Description Ian Lawson 2019-09-13 09:15:49 UTC
Description of problem:

Clean install of 4.2 nightly build using IPI on AWS with all defaults, installation of ServiceMesh 1.0 (GA) using basic vanilla approach with no specific configuration, the Pilot Pods fail to start because the required CPU limit (500) is larger that the standard AWS machine size used for IPI.


Version-Release number of selected component (if applicable):

4.2.0-0.nightly-2019-09-04-142146
ServiceMesh 1.0 GA

How reproducible:

Always - post installation of ServiceMesh the Pilot Pods stick in Pending and 'Unschedulable'

Steps to Reproduce:
1. Install the 4.2 nightly build via the openshift_installer
2. Follow the instructions for installing the GA ServiceMesh
3. Watch the Pod workload and see the Pilot Pods failing to start

Actual results:

Pilot Pods fail to start as unschedulable

Expected results:

All Pods start correctly

Additional info:

By manually changing the Pod spec YAML for the Pilot Pods and reducing the required CPU to 100 from 500 the Pods start correctly

Comment 2 Ryan Phillips 2019-09-17 13:30:02 UTC
Could be a duplicate of https://bugzilla.redhat.com/show_bug.cgi?id=1720174

Comment 3 Ryan Phillips 2019-09-17 13:30:40 UTC
PR pending for 3.11 https://github.com/openshift/origin/pull/23779 which will be ported to the other releases.

Comment 5 MinLi 2019-09-19 09:03:15 UTC
@Ian Lawson , 
Can you provide the ServiceMeshControlPlane template for this bug?
And "the standard AWS machine size used for IPI" mean which type? for example m5.large or else?

Comment 6 Ian Lawson 2019-09-19 09:21:01 UTC
Installation was via the instructions on the Customer Portal at https://docs.openshift.com/container-platform/4.1/service_mesh/service_mesh_install/installing-ossm.html#installing-ossm

The configuration for the Cluster was driven by doing a vanilla run of the openshift_installer for AWS with no configuration changes, which generates a cluster with 3xMaster (m4.xlarge) and 3xWorker (m4.large)

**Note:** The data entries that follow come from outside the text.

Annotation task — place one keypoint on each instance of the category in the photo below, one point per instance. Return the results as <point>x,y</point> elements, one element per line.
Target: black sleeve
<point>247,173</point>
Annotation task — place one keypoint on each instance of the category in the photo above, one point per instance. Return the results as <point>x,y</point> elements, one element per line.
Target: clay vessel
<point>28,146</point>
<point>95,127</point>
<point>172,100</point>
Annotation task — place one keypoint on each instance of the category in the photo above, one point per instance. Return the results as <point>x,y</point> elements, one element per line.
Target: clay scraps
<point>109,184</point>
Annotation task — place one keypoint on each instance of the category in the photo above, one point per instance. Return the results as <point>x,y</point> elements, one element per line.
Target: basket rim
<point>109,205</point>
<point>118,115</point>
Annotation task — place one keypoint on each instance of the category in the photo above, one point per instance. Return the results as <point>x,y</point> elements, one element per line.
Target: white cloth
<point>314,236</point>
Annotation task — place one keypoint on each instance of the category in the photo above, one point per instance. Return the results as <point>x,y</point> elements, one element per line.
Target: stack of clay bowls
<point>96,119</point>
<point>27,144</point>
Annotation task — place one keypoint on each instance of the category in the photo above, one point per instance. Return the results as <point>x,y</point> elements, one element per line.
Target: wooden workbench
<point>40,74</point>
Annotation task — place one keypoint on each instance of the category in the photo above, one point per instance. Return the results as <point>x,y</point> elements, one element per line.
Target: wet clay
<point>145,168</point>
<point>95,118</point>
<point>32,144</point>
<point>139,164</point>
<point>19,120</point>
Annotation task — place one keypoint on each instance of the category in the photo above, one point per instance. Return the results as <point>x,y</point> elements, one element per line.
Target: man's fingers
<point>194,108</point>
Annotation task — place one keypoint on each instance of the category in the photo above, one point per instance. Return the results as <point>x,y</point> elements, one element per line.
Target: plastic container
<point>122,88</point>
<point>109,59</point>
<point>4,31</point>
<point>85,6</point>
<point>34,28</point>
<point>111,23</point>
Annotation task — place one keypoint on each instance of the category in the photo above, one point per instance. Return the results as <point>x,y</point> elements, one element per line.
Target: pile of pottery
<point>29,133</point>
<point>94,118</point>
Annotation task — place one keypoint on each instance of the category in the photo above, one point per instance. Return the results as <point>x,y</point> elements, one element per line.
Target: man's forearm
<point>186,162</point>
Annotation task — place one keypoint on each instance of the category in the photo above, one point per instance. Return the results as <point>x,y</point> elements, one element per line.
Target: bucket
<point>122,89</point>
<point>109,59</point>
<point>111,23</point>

Everything was done with the defaults provided as part of the ServiceMesh install and IPI installer for AWS - I had to manually change the Pod spec for the Pilot component to get it to deploy as the 500 requirement is too great for default settings of the IPI workers.

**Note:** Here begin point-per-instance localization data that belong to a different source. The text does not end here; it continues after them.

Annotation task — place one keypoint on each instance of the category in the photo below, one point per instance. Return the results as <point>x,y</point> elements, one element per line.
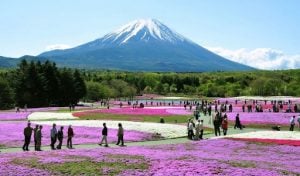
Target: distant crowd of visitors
<point>58,135</point>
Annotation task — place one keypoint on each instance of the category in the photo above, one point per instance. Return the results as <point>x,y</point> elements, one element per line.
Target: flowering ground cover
<point>263,118</point>
<point>136,111</point>
<point>13,115</point>
<point>165,130</point>
<point>11,134</point>
<point>208,157</point>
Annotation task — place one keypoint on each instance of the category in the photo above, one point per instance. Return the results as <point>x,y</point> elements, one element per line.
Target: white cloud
<point>262,58</point>
<point>57,46</point>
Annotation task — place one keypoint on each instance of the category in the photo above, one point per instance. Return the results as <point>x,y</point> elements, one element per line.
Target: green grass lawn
<point>86,166</point>
<point>139,118</point>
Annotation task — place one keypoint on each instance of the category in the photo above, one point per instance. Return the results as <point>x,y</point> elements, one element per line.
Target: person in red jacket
<point>225,126</point>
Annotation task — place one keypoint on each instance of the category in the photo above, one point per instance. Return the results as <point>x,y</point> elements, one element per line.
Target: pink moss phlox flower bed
<point>6,116</point>
<point>271,141</point>
<point>127,111</point>
<point>11,134</point>
<point>209,157</point>
<point>263,118</point>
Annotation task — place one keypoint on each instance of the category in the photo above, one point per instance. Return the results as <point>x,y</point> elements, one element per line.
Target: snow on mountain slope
<point>143,30</point>
<point>148,28</point>
<point>143,45</point>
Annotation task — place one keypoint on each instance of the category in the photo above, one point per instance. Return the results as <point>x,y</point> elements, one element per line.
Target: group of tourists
<point>58,135</point>
<point>54,135</point>
<point>293,122</point>
<point>120,135</point>
<point>197,127</point>
<point>220,122</point>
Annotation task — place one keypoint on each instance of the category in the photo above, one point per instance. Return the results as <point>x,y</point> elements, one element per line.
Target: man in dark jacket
<point>104,135</point>
<point>34,136</point>
<point>238,122</point>
<point>70,136</point>
<point>27,134</point>
<point>120,135</point>
<point>217,126</point>
<point>39,138</point>
<point>60,137</point>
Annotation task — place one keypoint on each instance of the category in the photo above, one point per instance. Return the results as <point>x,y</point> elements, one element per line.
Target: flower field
<point>166,130</point>
<point>11,134</point>
<point>7,116</point>
<point>209,157</point>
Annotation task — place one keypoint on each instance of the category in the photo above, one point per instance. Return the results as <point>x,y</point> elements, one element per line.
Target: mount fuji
<point>143,45</point>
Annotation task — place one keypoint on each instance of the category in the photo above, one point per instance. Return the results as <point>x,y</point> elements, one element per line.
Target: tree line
<point>37,84</point>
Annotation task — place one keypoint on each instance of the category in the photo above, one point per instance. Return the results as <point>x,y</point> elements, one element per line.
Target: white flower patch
<point>166,130</point>
<point>291,135</point>
<point>50,116</point>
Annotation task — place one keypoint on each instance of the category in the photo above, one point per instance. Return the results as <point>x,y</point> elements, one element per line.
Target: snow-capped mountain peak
<point>143,29</point>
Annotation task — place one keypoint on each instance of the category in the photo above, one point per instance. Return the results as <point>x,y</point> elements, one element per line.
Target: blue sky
<point>221,25</point>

Comment 7 Sunil Choudhary 2019-09-19 12:43:15 UTC
Hi Ian,

Checking this bz and going through the Service Mesh installation docs, it appears this is not actually a bug.

The default cluster which you have installed has created m4.large VM instance which have 2 CPUs (2000m cpu capacity) out of which around 1500m is available for pod allocation.

Going through installation docs, I see Pilot pod have default cpu value of 500m, however in docs it is mentioned to configure it as per the resources available on OpenShift cluster. Also the appropriate value of 100m is mentioned for Pilot pod.

Since Service Mesh have many components which I guess is using the limited CPU resource available on 3 worker nodes after which Pilot pod's 500m cpu request is not getting fulfilled by nodes. So I guess you would need to either set lower cpu value for Pilot pod or provision larger worker nodes instances. I am adding reference to the specific docs section below.


From ServiceMesh docs:
The resources you configure for Red Hat OpenShift Service Mesh with these parameters, including CPUs, memory, and the number of pods, are based on the configuration of your OpenShift cluster. Configure these parameters based on the available resources in your current cluster configuration.

ServiceMeshControlPlane parameters
https://docs.openshift.com/container-platform/4.1/service_mesh/service_mesh_install/customizing-installation-ossm.html#ossm-cr-parameters_customizing-installation-ossm

Istio Pilot configuration
https://docs.openshift.com/container-platform/4.1/service_mesh/service_mesh_install/customizing-installation-ossm.html#ossm-cr-parameters_customizing-installation-ossm

Thanks

Comment 8 Ian Lawson 2019-09-19 12:46:51 UTC
Cool - that's what I did eventually, lowered the Pod spec requirement to 100...

Comment 9 Sunil Choudhary 2019-09-19 12:50:25 UTC
Thanks Ian, I will close this bz then.